Emma saw that Miss Bates was more confused than usual, today; she felt with a pang of self-reproach that she had not visited her in a long time. Mr. Woodhouse would also have gone more often to see that Miss Bates and her mother were in good health. Now, from the appearance and speech of Miss Bates, her mother was declining sadly, and the daughter was distraught by the imminent loss of a loved parent.

“I trust Mrs. Bates is well,” said Emma, who was at last prevailed upon to sit down, and was able to look around her. The pianoforte was gone; she saw this with a pang. Poor Jane Fairfax! She would not play for her own amusement again.

“Mother is doing excellently well for her years,” replied Miss Bates. “You do not ask in any spirit of true concern, do you, dear Mrs. Knightley?”

Before Emma – abashed by this sudden revelation on Miss Bates's part of the sad truth of the long neglect on the part of the mistress of Donwell Abbey of the two ladies most esteemed in Highbury (their poverty, constant kindnesses to all and inability to cause harm to anyone had earned them this accolade) – could discover a way to evade the directness of Miss Bates's question, the stream of utterance went on.

“You are cordially invited to take tea or dinner with us. Yes. Mr. Knightley and yourself. You will, I hope, Mrs. Knightley. It would be so great an honour. Yes. Yes. And Mr. and Mrs. Cole have asked a hundred times. No, maybe it is five or six times, if they may invite you. They do not dare approach Donwell Abbey. ‘But Mrs. Knightley – dear Emma – is a great friend of mine,' I said to Mrs. Cole. ‘I shall ask her to meet you here. Then you may go ahead with your invitation.' As for Mr. Knightley, he keeps my mother in apples, you know. Oh yes, even if he has to go without, he ensures we are stuffed. Yes. But Jane is not a great apple-eater and we do not need such quantities. They rot and they stink – oh, I beg your pardon, Mrs. Knightley – but we are in such close quarters here—”

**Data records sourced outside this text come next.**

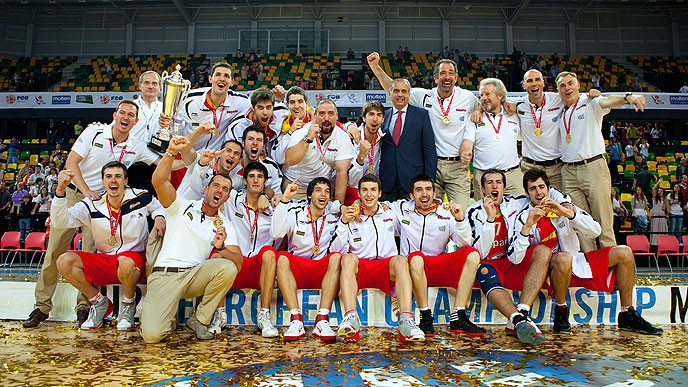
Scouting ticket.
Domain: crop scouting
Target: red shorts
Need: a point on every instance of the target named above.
(308, 273)
(603, 276)
(510, 275)
(444, 270)
(351, 196)
(374, 274)
(101, 269)
(249, 275)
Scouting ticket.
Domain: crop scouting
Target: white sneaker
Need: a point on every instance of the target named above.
(264, 324)
(323, 331)
(350, 328)
(409, 331)
(125, 318)
(97, 313)
(218, 322)
(295, 330)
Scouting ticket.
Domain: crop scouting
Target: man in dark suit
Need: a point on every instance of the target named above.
(408, 146)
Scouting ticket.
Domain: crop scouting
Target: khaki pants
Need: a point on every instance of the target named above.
(514, 182)
(212, 279)
(301, 194)
(553, 173)
(59, 242)
(452, 177)
(590, 188)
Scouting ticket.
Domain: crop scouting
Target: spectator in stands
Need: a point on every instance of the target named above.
(640, 208)
(41, 208)
(5, 205)
(25, 171)
(25, 214)
(659, 213)
(620, 212)
(350, 54)
(78, 128)
(677, 200)
(684, 88)
(13, 151)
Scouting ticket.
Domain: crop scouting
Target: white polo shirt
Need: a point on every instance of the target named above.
(586, 130)
(447, 136)
(356, 170)
(189, 235)
(194, 112)
(489, 152)
(373, 237)
(547, 146)
(292, 220)
(97, 148)
(337, 147)
(132, 232)
(148, 120)
(243, 218)
(429, 233)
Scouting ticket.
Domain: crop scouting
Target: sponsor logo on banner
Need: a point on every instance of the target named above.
(678, 99)
(61, 100)
(84, 98)
(379, 97)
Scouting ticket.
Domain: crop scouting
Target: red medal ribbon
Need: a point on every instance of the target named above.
(538, 122)
(567, 128)
(446, 113)
(499, 126)
(316, 236)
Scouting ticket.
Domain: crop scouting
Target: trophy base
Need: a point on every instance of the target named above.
(158, 145)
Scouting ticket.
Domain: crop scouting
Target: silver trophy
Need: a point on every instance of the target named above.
(174, 91)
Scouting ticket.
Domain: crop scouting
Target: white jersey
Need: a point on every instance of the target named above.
(252, 233)
(195, 112)
(97, 148)
(356, 170)
(189, 235)
(585, 120)
(483, 232)
(429, 233)
(148, 120)
(132, 231)
(546, 146)
(458, 107)
(566, 234)
(293, 221)
(373, 237)
(492, 150)
(319, 159)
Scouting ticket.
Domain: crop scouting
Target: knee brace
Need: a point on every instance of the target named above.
(489, 280)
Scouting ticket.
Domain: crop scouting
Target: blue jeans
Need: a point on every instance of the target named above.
(24, 227)
(675, 224)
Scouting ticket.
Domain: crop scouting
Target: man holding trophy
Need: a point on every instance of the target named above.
(218, 104)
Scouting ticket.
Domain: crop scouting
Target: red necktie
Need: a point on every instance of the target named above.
(396, 134)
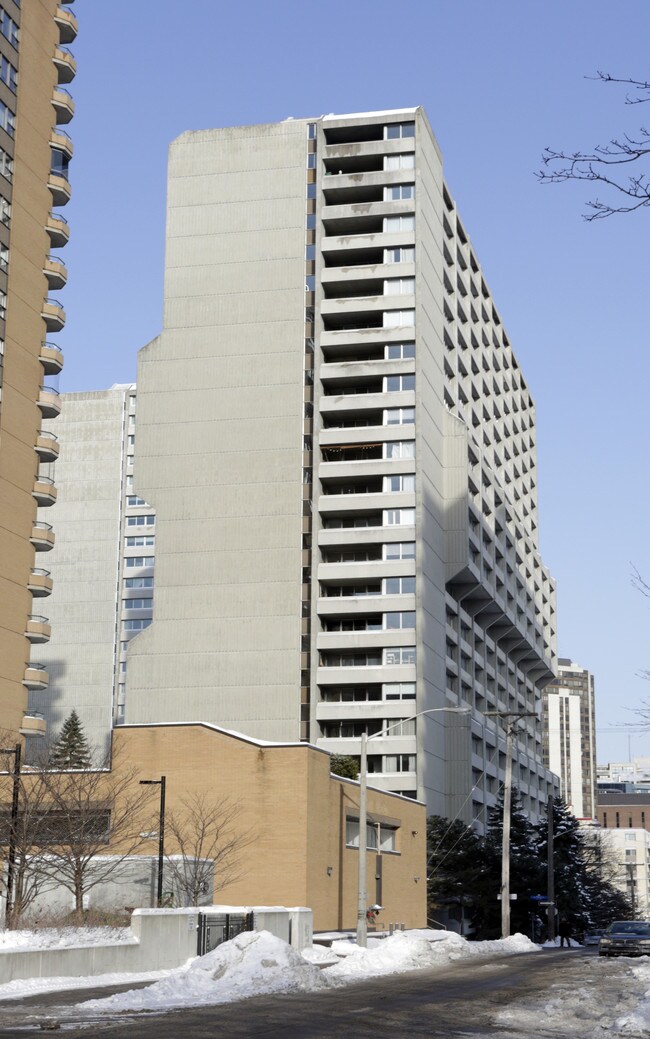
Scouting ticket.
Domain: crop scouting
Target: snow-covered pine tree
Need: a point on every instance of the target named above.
(71, 749)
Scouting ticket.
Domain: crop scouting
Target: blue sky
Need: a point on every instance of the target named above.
(499, 81)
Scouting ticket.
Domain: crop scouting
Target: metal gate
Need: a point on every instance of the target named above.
(217, 928)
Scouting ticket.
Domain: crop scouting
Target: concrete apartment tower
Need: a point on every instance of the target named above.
(103, 564)
(569, 727)
(340, 447)
(34, 154)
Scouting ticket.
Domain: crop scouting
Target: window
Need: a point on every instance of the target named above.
(395, 223)
(399, 691)
(400, 449)
(7, 118)
(399, 550)
(395, 484)
(406, 161)
(395, 130)
(397, 621)
(399, 517)
(396, 383)
(399, 319)
(399, 655)
(402, 254)
(8, 28)
(6, 164)
(399, 417)
(8, 75)
(139, 561)
(137, 624)
(398, 191)
(399, 586)
(399, 351)
(399, 286)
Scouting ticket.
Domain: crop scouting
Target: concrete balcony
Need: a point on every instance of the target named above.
(66, 24)
(59, 189)
(55, 271)
(33, 725)
(64, 64)
(51, 358)
(49, 402)
(53, 315)
(37, 629)
(39, 583)
(44, 491)
(36, 676)
(47, 446)
(63, 105)
(58, 231)
(43, 536)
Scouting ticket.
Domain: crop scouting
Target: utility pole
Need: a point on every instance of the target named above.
(511, 726)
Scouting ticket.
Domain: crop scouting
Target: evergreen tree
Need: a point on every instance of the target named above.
(71, 749)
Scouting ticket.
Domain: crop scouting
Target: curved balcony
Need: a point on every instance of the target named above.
(47, 446)
(66, 24)
(44, 491)
(53, 315)
(49, 402)
(61, 140)
(63, 105)
(33, 724)
(36, 676)
(58, 231)
(37, 629)
(64, 64)
(39, 583)
(59, 188)
(55, 271)
(43, 536)
(51, 358)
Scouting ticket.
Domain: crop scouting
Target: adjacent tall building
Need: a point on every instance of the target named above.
(103, 563)
(341, 449)
(34, 154)
(569, 723)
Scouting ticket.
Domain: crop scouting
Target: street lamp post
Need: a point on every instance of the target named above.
(161, 829)
(361, 921)
(17, 751)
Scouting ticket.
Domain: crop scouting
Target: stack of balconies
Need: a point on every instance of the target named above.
(37, 630)
(366, 508)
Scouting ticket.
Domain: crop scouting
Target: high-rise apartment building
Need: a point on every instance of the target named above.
(34, 155)
(340, 447)
(569, 729)
(102, 563)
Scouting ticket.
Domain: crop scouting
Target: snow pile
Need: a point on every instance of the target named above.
(253, 963)
(64, 937)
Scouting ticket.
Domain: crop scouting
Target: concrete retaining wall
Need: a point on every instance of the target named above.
(160, 939)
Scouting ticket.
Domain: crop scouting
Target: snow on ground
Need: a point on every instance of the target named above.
(60, 937)
(256, 963)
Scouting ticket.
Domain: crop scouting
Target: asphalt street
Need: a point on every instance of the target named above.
(458, 1002)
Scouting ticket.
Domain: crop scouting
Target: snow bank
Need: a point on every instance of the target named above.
(253, 963)
(64, 937)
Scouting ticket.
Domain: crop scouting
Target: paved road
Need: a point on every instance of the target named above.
(461, 1001)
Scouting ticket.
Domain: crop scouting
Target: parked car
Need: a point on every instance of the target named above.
(625, 937)
(593, 937)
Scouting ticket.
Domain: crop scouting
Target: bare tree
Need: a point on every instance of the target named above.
(210, 844)
(605, 165)
(96, 819)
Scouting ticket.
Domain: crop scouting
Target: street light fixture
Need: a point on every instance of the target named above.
(17, 751)
(361, 922)
(161, 829)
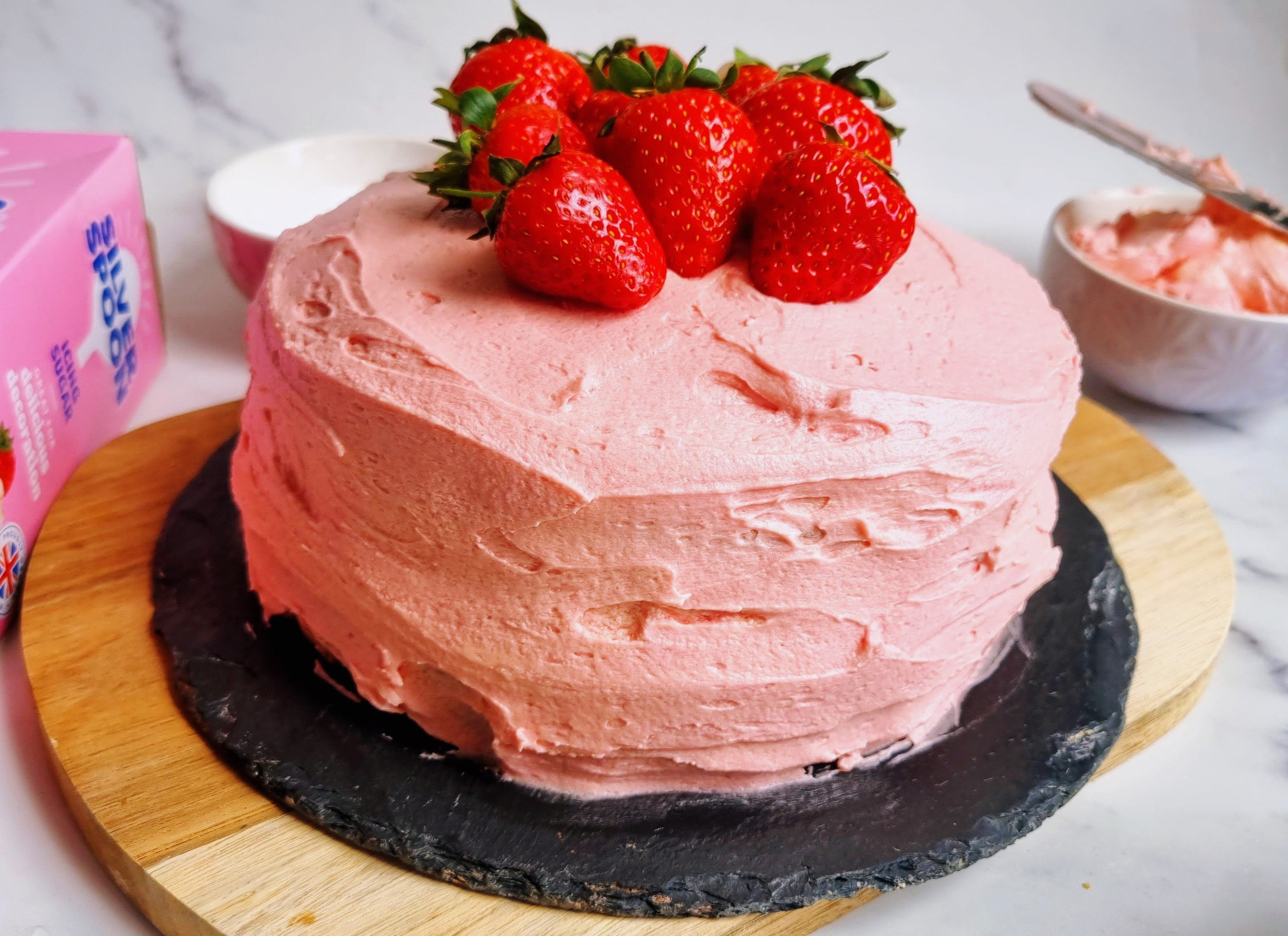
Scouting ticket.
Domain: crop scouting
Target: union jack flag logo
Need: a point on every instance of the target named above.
(11, 566)
(13, 550)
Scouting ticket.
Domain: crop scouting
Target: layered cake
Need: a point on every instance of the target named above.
(709, 544)
(702, 545)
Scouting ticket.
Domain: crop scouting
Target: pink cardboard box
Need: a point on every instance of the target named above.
(80, 325)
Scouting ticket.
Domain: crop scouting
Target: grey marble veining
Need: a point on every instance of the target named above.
(1190, 837)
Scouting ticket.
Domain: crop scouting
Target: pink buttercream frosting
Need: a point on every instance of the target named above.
(697, 546)
(1216, 257)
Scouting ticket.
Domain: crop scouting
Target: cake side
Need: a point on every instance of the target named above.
(697, 546)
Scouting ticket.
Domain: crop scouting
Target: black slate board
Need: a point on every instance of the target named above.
(1031, 735)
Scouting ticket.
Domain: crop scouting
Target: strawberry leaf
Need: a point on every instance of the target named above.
(893, 129)
(477, 109)
(529, 28)
(650, 65)
(628, 76)
(447, 101)
(861, 87)
(526, 28)
(670, 76)
(701, 78)
(816, 66)
(505, 170)
(451, 170)
(464, 192)
(886, 168)
(731, 76)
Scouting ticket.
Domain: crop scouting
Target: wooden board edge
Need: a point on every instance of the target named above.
(1150, 726)
(164, 911)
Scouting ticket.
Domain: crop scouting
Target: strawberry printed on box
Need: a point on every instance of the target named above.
(80, 316)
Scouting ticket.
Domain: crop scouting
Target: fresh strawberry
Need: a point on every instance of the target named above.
(606, 102)
(567, 224)
(599, 109)
(690, 155)
(520, 133)
(791, 112)
(7, 461)
(830, 224)
(597, 65)
(753, 75)
(520, 56)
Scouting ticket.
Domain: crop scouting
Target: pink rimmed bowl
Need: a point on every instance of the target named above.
(258, 196)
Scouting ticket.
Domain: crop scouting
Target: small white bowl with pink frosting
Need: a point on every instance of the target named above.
(1157, 301)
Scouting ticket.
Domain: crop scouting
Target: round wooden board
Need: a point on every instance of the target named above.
(200, 851)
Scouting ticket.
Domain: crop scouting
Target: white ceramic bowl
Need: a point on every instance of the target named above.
(1160, 349)
(258, 196)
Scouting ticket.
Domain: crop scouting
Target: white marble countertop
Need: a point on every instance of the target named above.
(1192, 836)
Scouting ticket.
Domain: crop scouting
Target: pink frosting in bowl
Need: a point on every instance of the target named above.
(699, 546)
(1215, 257)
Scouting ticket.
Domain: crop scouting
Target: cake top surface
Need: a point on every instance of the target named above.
(389, 295)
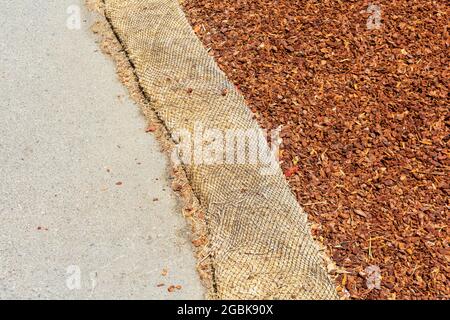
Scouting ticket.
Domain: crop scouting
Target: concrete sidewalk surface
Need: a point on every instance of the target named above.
(86, 210)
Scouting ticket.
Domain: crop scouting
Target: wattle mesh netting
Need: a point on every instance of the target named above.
(259, 240)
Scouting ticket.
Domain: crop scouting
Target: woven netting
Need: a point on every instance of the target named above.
(259, 240)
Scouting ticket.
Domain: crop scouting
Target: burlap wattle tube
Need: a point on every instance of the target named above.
(260, 243)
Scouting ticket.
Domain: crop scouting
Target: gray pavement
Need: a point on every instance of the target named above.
(68, 135)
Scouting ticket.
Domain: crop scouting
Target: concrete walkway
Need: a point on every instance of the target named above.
(79, 176)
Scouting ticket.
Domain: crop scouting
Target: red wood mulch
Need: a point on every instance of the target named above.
(366, 118)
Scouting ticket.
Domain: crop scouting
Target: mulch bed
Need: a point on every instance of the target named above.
(366, 125)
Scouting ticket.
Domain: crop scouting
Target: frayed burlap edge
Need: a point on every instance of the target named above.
(191, 209)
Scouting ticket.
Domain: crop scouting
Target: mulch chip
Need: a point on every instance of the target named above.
(366, 126)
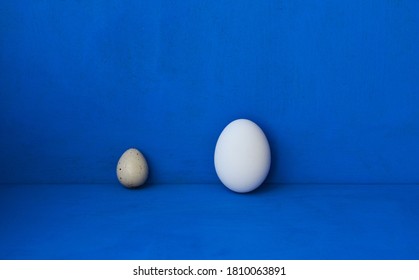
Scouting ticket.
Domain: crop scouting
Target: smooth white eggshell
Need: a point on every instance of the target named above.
(132, 168)
(242, 156)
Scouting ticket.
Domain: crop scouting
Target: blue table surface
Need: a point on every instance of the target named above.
(209, 222)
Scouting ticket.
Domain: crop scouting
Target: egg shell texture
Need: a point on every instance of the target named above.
(132, 168)
(242, 156)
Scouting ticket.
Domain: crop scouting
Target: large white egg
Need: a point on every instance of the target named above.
(132, 168)
(242, 156)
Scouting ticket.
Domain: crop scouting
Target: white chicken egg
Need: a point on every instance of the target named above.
(132, 168)
(242, 156)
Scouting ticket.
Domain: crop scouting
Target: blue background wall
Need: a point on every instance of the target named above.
(334, 84)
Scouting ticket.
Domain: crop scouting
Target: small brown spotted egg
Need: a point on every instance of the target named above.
(132, 168)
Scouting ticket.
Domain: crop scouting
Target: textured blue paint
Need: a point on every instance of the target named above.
(209, 222)
(333, 83)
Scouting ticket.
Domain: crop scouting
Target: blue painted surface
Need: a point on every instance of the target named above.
(334, 85)
(209, 222)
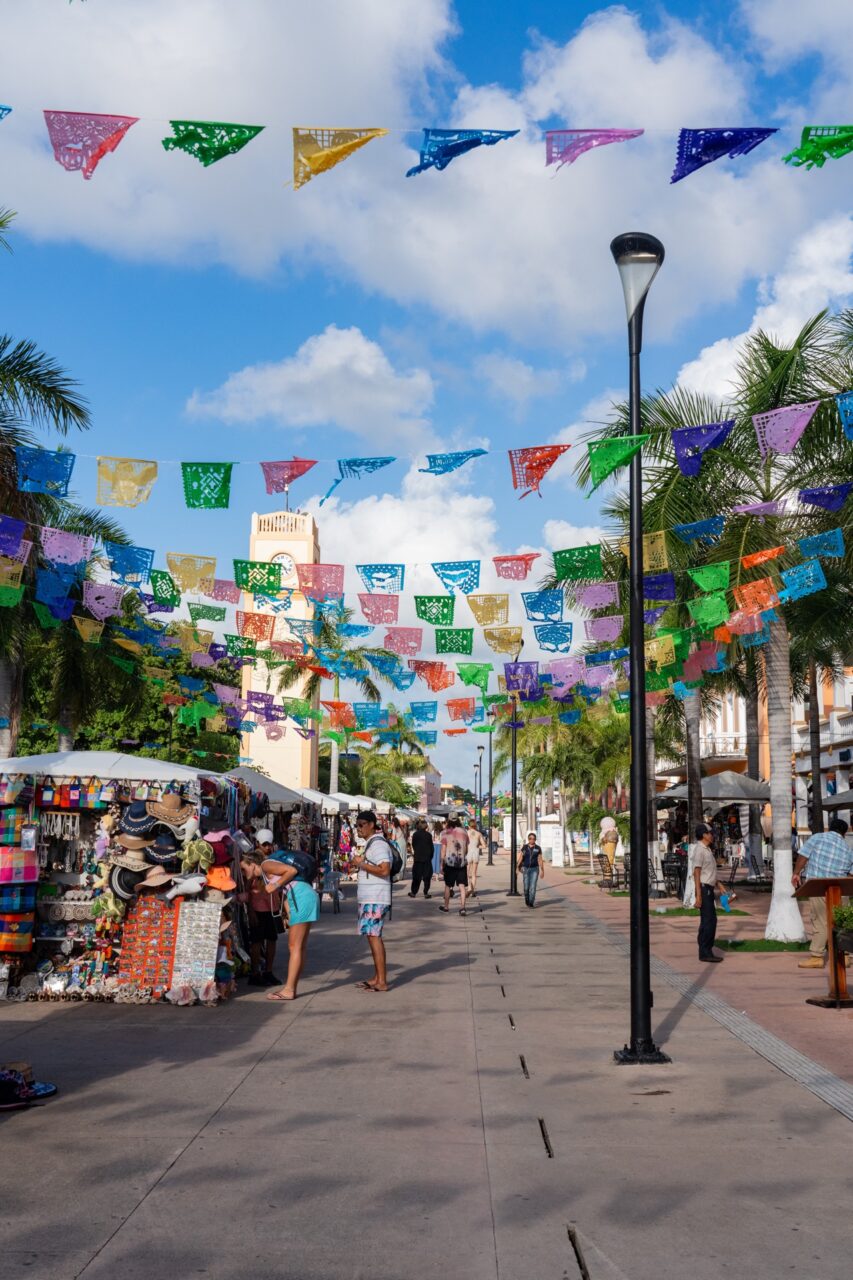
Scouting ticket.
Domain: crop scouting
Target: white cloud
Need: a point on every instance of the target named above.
(817, 274)
(338, 376)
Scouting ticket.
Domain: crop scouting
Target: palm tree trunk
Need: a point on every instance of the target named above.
(815, 746)
(753, 766)
(784, 922)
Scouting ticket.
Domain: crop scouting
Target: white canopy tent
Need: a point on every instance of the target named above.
(101, 764)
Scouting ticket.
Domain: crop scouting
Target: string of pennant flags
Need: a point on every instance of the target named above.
(81, 140)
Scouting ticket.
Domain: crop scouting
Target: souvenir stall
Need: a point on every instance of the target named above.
(115, 880)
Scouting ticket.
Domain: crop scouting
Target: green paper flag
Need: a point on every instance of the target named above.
(206, 612)
(607, 456)
(710, 611)
(579, 565)
(711, 577)
(209, 140)
(454, 639)
(206, 485)
(163, 588)
(436, 609)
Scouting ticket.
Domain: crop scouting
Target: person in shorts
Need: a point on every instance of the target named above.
(373, 894)
(454, 862)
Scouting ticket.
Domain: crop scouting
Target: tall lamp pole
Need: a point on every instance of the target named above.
(638, 257)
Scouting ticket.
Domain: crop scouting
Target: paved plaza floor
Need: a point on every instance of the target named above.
(469, 1124)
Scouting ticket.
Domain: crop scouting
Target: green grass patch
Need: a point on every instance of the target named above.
(758, 945)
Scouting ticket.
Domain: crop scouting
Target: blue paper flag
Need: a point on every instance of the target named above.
(829, 497)
(831, 544)
(459, 575)
(698, 147)
(441, 146)
(439, 464)
(705, 531)
(543, 606)
(553, 636)
(383, 579)
(44, 471)
(355, 469)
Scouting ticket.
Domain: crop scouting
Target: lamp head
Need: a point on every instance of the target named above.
(638, 257)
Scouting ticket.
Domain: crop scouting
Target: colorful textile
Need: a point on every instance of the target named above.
(454, 639)
(553, 636)
(821, 142)
(315, 150)
(703, 531)
(543, 606)
(436, 609)
(379, 609)
(356, 469)
(439, 464)
(607, 456)
(81, 141)
(698, 147)
(492, 609)
(258, 576)
(579, 563)
(44, 470)
(712, 577)
(124, 481)
(564, 146)
(515, 567)
(780, 429)
(441, 146)
(278, 476)
(192, 572)
(404, 640)
(831, 544)
(692, 442)
(530, 466)
(459, 575)
(320, 581)
(209, 140)
(206, 485)
(829, 497)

“Where is Miss Fairfax?” cried Emma, for she was determined to insert a word while Miss Bates paused for breath. “Mrs. Weston informed us she came here. We assumed she would stay in her old home, that her
situation with Mrs. Smallridge would permit it, if only for a short time. Is she delayed at Weymouth still?”

“Delayed?” answered Miss Bates. “If only she were, dear Emma – if I may, my dear, if I may. No, Jane is out walking. It is most unfortunate. No sooner has she arrived here – she brings a friend, you know.”

“A friend?” said Emma, frowning. She saw her numbers for the dinner grow too great for Mr. Knightley to permit it to take place. There would be an altercation over the walnut table in the morning-room, which Mr. Knightley's mother had sat at, with her sewing. For some reason this piece could not be moved to the dining-room without a great deal of fuss on the part of Mr. Knightley.

“Jane does not stay here,” said Miss Bates. “She is with Mrs. Elton. The good vicar's wife has Mrs. Smallridge as guest. Mrs. Smallridge insists on Jane staying with the children. There. There. It cannot be helped. We are so very fortunate, my dear.”

Emma was appalled at this lack of kindness towards a poor governess. In her agitation she rose, and with the suddenness of her movement, the floorboards of the old house trembled, causing Mrs. Bates to wake and her spectacles to slide from footstool to floor.

“Please forgive me!” And, retrieving the spectacles Emma noted with horror that the frames had cracked and were in need of putting together again before they
could be of use to the wearer. “Oh, Mrs. Bates, I will ensure these are seen to as soon as I possibly can!” cried Emma.